Nervous about my teaching debut, I did my best to prepare. I studied Darren’s and Kendra’s notes. I thought about the games that the students were going to play, and about the type of feedback that would be most helpful. I could have prepared even more, but my non-Improv life can get pretty busy. C’mon, The Walking Dead isn’t going to watch itself.
So the night of the class, I stepped out of the warmth of the womb that is my comfort zone and went to class. To cut to the chase, the class went very well. Everyone had a good time and the students really seemed to hear and appreciate the feedback I was giving them.
There are two reasons why the class was successful:
First of all, this was a truly great class. Everyone was there to have fun, but everyone was also trying to learn. Every single student had a great attitude. I could not have asked for a better group of students to devirginize me. They were gentle and sweet. When it was all over, I wept and the class just held me silently. Oh, wait a minute, that was a different devirginaztion. Anyway, the class was great and my thanks to all the students.

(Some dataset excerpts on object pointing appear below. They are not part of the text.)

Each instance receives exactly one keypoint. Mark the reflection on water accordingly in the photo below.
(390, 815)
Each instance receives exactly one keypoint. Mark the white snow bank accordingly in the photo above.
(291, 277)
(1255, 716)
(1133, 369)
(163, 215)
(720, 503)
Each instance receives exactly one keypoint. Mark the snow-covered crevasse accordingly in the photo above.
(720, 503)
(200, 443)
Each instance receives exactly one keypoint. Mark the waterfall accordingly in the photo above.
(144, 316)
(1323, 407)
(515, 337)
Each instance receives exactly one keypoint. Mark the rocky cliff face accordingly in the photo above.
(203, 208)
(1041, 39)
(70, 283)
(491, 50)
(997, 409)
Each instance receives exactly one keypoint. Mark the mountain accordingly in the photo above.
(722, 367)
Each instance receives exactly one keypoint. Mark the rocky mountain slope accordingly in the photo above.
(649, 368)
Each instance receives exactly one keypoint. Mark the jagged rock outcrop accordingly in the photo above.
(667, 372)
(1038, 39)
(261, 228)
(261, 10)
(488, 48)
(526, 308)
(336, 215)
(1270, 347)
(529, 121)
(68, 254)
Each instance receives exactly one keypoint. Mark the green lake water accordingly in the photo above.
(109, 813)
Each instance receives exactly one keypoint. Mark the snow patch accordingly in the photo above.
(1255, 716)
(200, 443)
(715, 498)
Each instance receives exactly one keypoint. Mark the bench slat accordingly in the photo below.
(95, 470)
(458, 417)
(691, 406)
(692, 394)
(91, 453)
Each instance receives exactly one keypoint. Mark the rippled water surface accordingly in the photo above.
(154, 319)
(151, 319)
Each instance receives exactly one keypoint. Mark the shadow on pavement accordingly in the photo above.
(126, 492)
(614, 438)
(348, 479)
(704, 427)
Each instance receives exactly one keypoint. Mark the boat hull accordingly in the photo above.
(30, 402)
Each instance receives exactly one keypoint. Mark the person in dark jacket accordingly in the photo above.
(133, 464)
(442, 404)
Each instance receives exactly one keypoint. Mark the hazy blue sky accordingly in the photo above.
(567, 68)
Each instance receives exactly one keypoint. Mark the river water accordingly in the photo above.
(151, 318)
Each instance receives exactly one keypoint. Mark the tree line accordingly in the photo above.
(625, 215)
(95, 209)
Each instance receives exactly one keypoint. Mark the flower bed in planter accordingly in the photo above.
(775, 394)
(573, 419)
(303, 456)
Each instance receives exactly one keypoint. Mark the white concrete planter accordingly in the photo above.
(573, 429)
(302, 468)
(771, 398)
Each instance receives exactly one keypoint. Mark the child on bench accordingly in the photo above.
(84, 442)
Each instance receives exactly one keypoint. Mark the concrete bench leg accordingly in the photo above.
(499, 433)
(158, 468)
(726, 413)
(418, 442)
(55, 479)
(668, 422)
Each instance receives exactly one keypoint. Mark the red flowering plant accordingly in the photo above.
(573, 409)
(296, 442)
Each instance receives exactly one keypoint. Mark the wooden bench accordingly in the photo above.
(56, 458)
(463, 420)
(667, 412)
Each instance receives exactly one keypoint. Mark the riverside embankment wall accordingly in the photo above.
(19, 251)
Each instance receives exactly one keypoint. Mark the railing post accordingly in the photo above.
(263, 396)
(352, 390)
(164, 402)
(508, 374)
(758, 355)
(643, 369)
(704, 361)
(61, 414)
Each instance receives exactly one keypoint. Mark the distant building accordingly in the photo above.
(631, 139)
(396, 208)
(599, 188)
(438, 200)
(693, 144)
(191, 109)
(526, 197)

The second reason for the successful class:
Someone told me to just commit. Teaching is a different skill than performing. But I know this stuff. So I am going to go out there and be the best damn improv teacher ever. It worked. My feedback to the students may not have been as rich and detailed as Darren’s or Kendra’s, but my experience combined with commitment allowed me to provide some useful feedback. It really is like doing a scene in which your character is rich . . . or suspicious . . . or generous . . . or elderly . . . or a rich, suspicious, generous, elderly zombie on The Walking Dead. If you commit to being the character and commit to the character traits, it is so much easier to become that character.
Try it next time you do a scene. Decide on who your character and commit to it. The information that comes from the scene will further define the character.
But please don’t eat other people. There is such a thing as too much commitment.